- Born: December 3, 1969 (age 56) Turin
- Occupation: Professor of Political Science
- Awards: EUSA Award for the best book published in 2007 or 2008

Academic background
- Alma mater: London School of Economics and Political Science
- Thesis: Executive and bureaucratic politics in the European Union: Bureaucratic preferences, executive discretion and procedural control of the European Commission (2000)
- Doctoral advisor: Cheryl Schonhardt-Bailey

Academic work
- Discipline: Political Science
- Institutions: London School of Economics and Political Science University College London University of Milan
- Website: users2.unimi.it/fabiofranchino/

= Fabio Franchino =

Italian political scientist and professor

Fabio Franchino (born 3 December 1969) is an Italian political scientist, professor at the University of Milan. He is editor of the Italian Political Science Review and associate editor of European Union Politics. His areas of specialization are EU politics and policy, comparative politics, and policy analysis, and is author of influential publications in these fields.

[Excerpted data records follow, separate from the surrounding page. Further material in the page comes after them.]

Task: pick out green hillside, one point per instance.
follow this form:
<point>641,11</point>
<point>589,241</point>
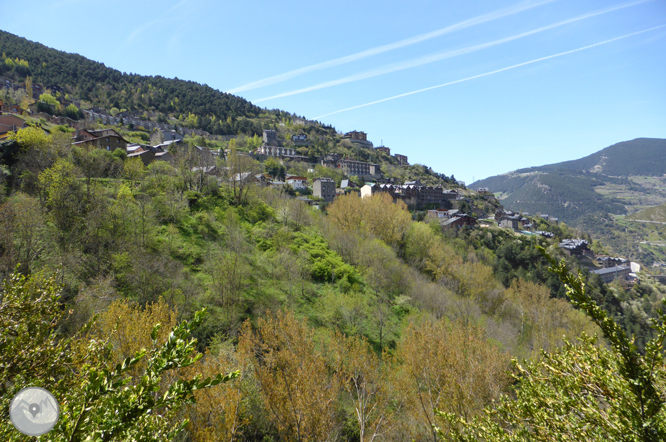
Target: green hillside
<point>657,214</point>
<point>641,156</point>
<point>619,179</point>
<point>218,112</point>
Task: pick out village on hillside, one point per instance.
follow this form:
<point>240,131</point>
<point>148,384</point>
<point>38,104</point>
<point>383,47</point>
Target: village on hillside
<point>452,208</point>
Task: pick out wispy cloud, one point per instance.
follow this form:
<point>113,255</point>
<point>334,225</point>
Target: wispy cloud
<point>492,72</point>
<point>391,46</point>
<point>442,55</point>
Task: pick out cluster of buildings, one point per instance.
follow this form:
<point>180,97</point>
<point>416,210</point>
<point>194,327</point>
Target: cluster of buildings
<point>452,218</point>
<point>413,193</point>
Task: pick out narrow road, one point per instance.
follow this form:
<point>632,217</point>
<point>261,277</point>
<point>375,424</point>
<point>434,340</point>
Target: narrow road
<point>646,221</point>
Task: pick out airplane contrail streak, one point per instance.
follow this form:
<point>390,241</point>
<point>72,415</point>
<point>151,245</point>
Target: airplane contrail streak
<point>442,55</point>
<point>390,47</point>
<point>492,72</point>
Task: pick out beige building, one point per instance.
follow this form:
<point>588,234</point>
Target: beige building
<point>324,188</point>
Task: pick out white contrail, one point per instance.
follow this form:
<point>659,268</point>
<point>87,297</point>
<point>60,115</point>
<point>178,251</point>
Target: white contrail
<point>492,72</point>
<point>440,56</point>
<point>390,47</point>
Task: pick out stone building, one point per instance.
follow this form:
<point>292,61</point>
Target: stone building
<point>402,159</point>
<point>324,188</point>
<point>107,139</point>
<point>612,273</point>
<point>270,138</point>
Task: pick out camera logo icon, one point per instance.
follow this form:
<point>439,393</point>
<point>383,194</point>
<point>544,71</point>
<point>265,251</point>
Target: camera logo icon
<point>34,411</point>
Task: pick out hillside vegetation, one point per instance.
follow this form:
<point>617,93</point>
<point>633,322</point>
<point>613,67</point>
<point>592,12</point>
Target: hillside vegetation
<point>322,313</point>
<point>592,193</point>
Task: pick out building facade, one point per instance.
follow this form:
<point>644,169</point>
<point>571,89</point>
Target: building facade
<point>324,188</point>
<point>402,159</point>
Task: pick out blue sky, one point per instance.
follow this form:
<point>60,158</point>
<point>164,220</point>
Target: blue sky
<point>537,87</point>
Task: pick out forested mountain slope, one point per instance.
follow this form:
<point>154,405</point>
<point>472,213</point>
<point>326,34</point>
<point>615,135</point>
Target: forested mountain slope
<point>107,87</point>
<point>614,180</point>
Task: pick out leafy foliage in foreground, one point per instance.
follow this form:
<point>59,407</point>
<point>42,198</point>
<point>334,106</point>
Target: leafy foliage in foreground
<point>98,400</point>
<point>580,392</point>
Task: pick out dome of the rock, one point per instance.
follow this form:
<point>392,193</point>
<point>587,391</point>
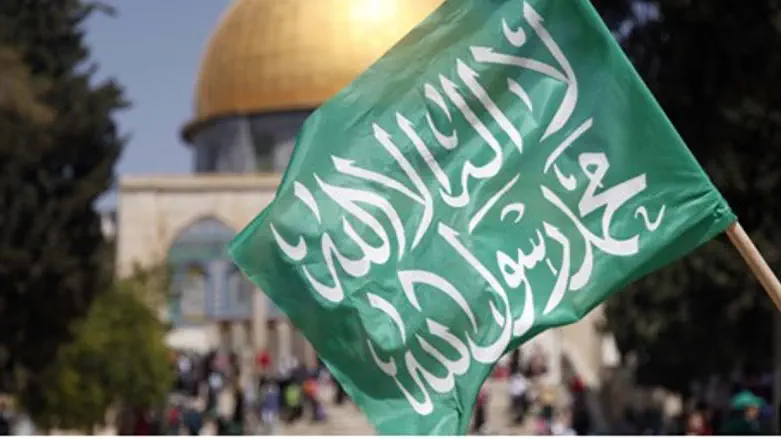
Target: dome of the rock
<point>273,56</point>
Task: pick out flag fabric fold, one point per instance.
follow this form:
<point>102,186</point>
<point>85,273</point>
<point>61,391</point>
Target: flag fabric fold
<point>502,170</point>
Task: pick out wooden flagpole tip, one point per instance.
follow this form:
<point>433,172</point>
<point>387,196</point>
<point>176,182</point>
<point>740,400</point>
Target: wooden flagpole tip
<point>756,262</point>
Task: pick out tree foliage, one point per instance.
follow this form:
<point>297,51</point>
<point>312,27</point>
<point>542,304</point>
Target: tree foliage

==Early life and academic career==
Franchino obtained an undergraduate degree from the University of Brighton, a master's from Universita Commerciale Luigi Bocconi in Milan, and a PhD from the London School of Economics and Political Science. His doctoral thesis, dated 2000, was titled Executive and bureaucratic politics in the European Union: Bureaucratic preferences, executive discretion and procedural control of the European Commission. He started his academic career at the London School of Economics and Political Science as a class teacher, tutorial fellow, and lecturer between 1997 and 2001. He then moved to University College London where he was lecturer and reader from 2002 to 2007, when he earned his chair at the University of Milan.

==Academic service==
Franchino was elected president of the European Political Science Association for 2016-2018. He is also treasurer of the Standing Group on the European Union of the European Consortium for Political Research.

==Selected works==
- The Powers of the Union: Delegation in the EU. Cambridge: Cambridge University Press (2007), p. 355. EUSA Award for the best book published in 2007 or 2008.